Study Hall Lyon
A residence hall whose façades reflect a play of dancing light
Lyon, the second largest university city in France with a student population of no less than 120,000 young men and women, is renowned for its quality of life. In the heart of the city, bordered by the Rhône and Saône rivers, the Confluence is a huge, 150-hectare area, which was traditionally a hive of industrial and port-related activities. Following years of decline, the area is now the site of a major urban project that aims to create a smart and sustainable part of the city that encourages climate-friendly mobility and limits the city's environmental footprint. A city accessible to all, which skilfully forges strong links between the existing and the new. With the additional goal of promoting a sharing culture.
Several schools in Lyon have moved to the Confluence, which has already gained a reputation as a true cultural hub. The recently opened Study Hall offers students an ideal living environment, both in terms of ease of access and the pleasant surroundings. Studio Odile Decq, an internationally respected firm of architects, was responsible for designing this building.
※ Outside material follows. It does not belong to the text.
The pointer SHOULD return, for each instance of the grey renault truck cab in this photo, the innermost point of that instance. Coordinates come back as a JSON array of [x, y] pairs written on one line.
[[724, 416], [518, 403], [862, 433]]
An existing structure, which used to be home to a busy wholesale market, has been extended by adding an open-plan office floor above a high-ceilinged ground floor that includes a mezzanine. The entire structure connects neatly to a towering 5-floor space that houses student accommodation. An underground car park with 16 spaces completes the facility.
Odile Decq particularly appreciates cities like London and New York “where light reflected from buildings of varying heights dances in the streets.” In the case of the Confluence in Lyon, she has added a completely new space, playing with the contrast between a transparent lower section (ground floor and first floor) for offices and services, and a denser, more opaque five-floor space for the residence hall. This purposeful contrast is highlighted by the façade designs. In the lower part, the fully glazed wall presents a progressive transformation from light grey at the bottom to a darker grey at the top, in combination with an increasingly compact visual presence.
Bright and timeless elegance
The impressively dimensioned residence hall façade is characterised by an elegant grey. Its north and south façades are clad with high-pressure compact laminate (HPL) panels surrounding recessed window openings of alternating different heights. Its west façade features a large enclosed balcony area on each level, and is also clad with the same panels.
Even though the designers decided to use a Trespa® product at a very early stage of the project, the exact choice of panel (Trespa® Meteon® Lumen® L2581 New York Grey, with the Diffuse “surface” finish) was the result of lengthy and considered assessment, facilitated by the launch of a new range during the project.
Marie Farreaux, Account Manager Façade at Trespa France: “The architect initially wanted a panel with a dark, almost black appearance. In 2016, we arranged a visit to present our new Trespa® Meteon® Lumen collection, an innovative product available with three finishes that allows us to play with light and reflections. Our Diffuse finish, which has a matt appearance, was chosen for its
elegance and the feeling of calm composure that it inspires. The shade that was chosen in the end is an anthracite grey, which darkens to black depending on your perspective and the light conditions.”
“Black is no longer intimidating. In fact, it is elegant. ‘Lumen’, with its different finishes and nuances, makes each project individual and different.” - Marie Farreaux, Account Manager Façade at Trespa France
In the end, 2480 square metres of Trespa® Meteon® Lumen panels were used on the building, all with the same finish, colour and thickness. This is one of the first major projects to feature this decor.
Becoming a landmark
The building, and its distinctive façade, have become a landmark in the area. The students benefit from the residence hall's ideal location and the high levels of comfort offered by the building’s good insulation thanks to the ventilated façade. Overall, the Study Hall embodies what Odile Decq considers to be its trademark: creating buildings in which men and women feel at home, where they can move around freely, meet up with friends, enjoy themselves and live comfortably. Personally committed, as though they were building their own home.